טכניון מכון טכנולוגי לישראל
הטכניון מכון טכנולוגי לישראל - בית הספר ללימודי מוסמכים  
Ph.D Thesis
Ph.D StudentBarkay Hadas
SubjectPower of Some Novel Statistical Tests for Genome-Wide
Association Studies
DepartmentDepartment of Industrial Engineering and Management
Supervisor Professor Emeritus Paul Feigin
Full Thesis textFull thesis text - English Version


Abstract

Genome-Wide Association Studies (GWAS) have become in the recent decade an increasingly important tool in genetic research. The statistical analyses of such studies usually rely on the asymptotic distribution of test statistics, and for small samples, on conditional exact tests. A distinction is made between the analysis of qualitative (discrete) traits, where the data can be summarized as a set of contingency tables, and quantitative traits. We develop in the work presented here some novel tests for both types of traits. For qualitative traits, we present two novel groups of tests for genetic association studies, for small sample sizes: the Posterior Predictive P-value (PPP), constructed using a Bayesian approach; and the unconditional multinomial test (MLT), constructed using a frequentist approach. We provide specific tests for association between a binary trait and discrete genetic markers that result in different types of contingency tables, both for prospective studies and case-control studies. We study via simulation the power and type I error rates of case-control PPP tests and case-control MLT tests for single-SNP GWAS, based on different test statistics, including Pearson's chi-squared test and the Cochran-Armitage trend test for genetic tables.
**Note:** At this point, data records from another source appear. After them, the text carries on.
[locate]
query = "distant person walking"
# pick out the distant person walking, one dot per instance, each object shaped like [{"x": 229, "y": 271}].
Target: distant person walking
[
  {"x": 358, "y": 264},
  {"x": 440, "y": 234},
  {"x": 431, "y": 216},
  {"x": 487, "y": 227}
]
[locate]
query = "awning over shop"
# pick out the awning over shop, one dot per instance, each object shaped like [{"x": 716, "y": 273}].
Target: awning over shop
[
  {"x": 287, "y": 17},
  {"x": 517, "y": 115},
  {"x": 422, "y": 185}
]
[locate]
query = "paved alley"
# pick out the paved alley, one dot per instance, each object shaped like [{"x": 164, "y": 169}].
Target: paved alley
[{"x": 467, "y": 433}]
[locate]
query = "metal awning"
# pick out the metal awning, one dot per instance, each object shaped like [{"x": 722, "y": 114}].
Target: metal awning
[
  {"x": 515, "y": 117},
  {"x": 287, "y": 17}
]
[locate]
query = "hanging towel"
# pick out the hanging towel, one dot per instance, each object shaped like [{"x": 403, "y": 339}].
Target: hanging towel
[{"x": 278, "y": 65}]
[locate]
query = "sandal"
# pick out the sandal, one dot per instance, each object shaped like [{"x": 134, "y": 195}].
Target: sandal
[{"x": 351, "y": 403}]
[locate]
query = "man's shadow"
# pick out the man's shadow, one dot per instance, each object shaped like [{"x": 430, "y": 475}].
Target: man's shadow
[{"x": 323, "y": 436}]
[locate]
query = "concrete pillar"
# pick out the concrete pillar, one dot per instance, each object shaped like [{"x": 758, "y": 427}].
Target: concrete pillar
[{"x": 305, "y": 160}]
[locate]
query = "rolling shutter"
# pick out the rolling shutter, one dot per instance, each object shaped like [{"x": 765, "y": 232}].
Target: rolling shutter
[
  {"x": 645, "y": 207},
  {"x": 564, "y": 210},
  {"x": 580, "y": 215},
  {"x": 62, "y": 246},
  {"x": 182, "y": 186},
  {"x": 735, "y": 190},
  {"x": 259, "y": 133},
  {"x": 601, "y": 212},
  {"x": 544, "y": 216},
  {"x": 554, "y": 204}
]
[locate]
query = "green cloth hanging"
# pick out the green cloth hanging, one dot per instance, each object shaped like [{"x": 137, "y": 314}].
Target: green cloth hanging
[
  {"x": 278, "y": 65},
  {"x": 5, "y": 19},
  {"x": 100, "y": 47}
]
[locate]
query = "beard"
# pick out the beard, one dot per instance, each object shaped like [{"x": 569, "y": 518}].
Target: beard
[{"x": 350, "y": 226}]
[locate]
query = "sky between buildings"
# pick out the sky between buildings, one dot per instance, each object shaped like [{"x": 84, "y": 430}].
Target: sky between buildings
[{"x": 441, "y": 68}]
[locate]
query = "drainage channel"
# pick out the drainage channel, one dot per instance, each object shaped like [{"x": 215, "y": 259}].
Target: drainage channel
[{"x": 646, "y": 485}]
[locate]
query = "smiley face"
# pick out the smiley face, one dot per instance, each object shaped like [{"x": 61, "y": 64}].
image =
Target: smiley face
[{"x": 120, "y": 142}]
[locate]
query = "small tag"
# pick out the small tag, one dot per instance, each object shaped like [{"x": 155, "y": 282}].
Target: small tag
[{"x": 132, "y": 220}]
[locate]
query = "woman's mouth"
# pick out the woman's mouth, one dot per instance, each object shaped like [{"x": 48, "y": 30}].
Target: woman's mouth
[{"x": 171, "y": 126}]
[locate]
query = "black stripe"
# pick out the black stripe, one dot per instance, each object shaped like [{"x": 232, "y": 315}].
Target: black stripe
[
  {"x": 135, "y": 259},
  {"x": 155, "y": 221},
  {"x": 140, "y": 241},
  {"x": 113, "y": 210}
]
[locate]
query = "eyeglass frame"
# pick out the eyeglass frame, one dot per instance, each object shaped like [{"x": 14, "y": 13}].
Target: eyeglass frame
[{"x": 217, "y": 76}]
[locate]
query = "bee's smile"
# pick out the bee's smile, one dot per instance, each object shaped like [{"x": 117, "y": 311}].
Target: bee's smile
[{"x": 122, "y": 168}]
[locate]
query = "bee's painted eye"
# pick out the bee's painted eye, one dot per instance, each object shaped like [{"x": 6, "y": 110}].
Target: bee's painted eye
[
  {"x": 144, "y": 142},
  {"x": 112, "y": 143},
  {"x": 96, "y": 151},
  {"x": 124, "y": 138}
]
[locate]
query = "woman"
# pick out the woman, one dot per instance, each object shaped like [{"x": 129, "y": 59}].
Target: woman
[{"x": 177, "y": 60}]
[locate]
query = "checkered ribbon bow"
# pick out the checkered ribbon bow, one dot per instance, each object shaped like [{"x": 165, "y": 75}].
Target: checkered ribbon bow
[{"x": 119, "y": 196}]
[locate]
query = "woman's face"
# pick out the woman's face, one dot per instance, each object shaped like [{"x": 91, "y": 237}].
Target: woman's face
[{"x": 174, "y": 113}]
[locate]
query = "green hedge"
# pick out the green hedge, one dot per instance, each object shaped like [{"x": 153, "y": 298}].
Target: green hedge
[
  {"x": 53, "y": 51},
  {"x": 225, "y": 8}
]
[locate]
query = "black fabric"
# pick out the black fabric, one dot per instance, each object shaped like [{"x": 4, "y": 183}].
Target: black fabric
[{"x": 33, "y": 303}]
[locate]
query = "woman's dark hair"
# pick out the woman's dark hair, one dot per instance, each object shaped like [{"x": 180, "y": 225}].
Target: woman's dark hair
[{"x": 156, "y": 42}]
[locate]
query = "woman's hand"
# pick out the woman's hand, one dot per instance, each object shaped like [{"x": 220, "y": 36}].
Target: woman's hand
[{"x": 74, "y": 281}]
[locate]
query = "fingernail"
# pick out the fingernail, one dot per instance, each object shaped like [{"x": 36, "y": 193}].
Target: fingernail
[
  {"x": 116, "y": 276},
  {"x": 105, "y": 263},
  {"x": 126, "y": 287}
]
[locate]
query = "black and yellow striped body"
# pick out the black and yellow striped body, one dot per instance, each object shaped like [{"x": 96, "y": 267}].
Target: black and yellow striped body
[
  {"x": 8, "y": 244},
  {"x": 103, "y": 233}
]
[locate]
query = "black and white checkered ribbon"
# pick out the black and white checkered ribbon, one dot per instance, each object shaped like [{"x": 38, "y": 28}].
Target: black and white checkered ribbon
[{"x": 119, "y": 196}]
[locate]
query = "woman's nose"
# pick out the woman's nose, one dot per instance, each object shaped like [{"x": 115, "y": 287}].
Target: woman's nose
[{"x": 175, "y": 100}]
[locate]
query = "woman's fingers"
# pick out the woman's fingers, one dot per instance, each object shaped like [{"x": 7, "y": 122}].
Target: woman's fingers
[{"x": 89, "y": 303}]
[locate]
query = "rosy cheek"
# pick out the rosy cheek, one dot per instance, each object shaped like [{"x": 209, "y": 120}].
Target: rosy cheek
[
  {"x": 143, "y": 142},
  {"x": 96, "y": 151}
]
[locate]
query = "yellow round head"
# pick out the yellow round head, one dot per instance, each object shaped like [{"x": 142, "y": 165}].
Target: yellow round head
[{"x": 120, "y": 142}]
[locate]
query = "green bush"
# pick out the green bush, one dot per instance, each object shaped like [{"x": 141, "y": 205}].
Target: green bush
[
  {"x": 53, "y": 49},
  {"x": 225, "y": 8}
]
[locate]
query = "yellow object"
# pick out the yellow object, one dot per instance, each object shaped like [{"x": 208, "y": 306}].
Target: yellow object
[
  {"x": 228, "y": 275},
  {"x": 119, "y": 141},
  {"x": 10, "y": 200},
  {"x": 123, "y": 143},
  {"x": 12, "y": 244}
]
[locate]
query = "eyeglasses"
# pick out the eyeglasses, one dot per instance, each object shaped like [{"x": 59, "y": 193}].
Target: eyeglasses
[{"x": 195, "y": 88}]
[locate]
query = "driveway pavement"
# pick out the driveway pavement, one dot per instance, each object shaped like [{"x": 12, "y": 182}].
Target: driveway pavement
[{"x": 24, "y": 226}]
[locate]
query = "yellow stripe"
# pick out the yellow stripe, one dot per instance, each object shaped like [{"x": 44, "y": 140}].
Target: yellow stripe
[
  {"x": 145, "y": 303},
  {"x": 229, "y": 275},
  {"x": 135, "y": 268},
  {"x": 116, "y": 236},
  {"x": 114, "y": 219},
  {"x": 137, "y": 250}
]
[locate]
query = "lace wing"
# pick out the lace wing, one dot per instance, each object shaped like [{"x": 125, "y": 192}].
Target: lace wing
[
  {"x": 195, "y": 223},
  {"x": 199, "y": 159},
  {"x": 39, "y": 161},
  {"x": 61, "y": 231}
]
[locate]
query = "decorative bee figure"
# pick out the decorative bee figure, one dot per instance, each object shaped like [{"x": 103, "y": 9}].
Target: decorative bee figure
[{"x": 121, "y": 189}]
We check the sensitivity of our results to the priors used in the PPP method and to violations of the genetic population model caused by inbreeding. We study via simulation of GWAS the power and FDR of the tests, under various inheritance models. We show that the asymptotic and conditional exact tests are inferior to MLT and PPP tests for case-control GWAS. In order to implement our methods in practice, we suggest to adapt the computational method developed by Mehta and Patel of representing sets of contingency tables as networks, and show how to compute PPP and MLT exact p-values and Monte-Carlo approximations of these p-values. For quantitative traits, we present two novel asymptotic tests for the analysis of studies following an adaptive tail sampling design, where only subjects displaying trait values above or below some adaptive thresholds are genotyped. Finally, we use adaptive thresholds to transform the sampled quantitative data into a binary trait, and apply the PPP method to analyze simulated data. We show that considerable power can be gained from tail sampling, when the number of genotyped subjects is restricted to a small sample.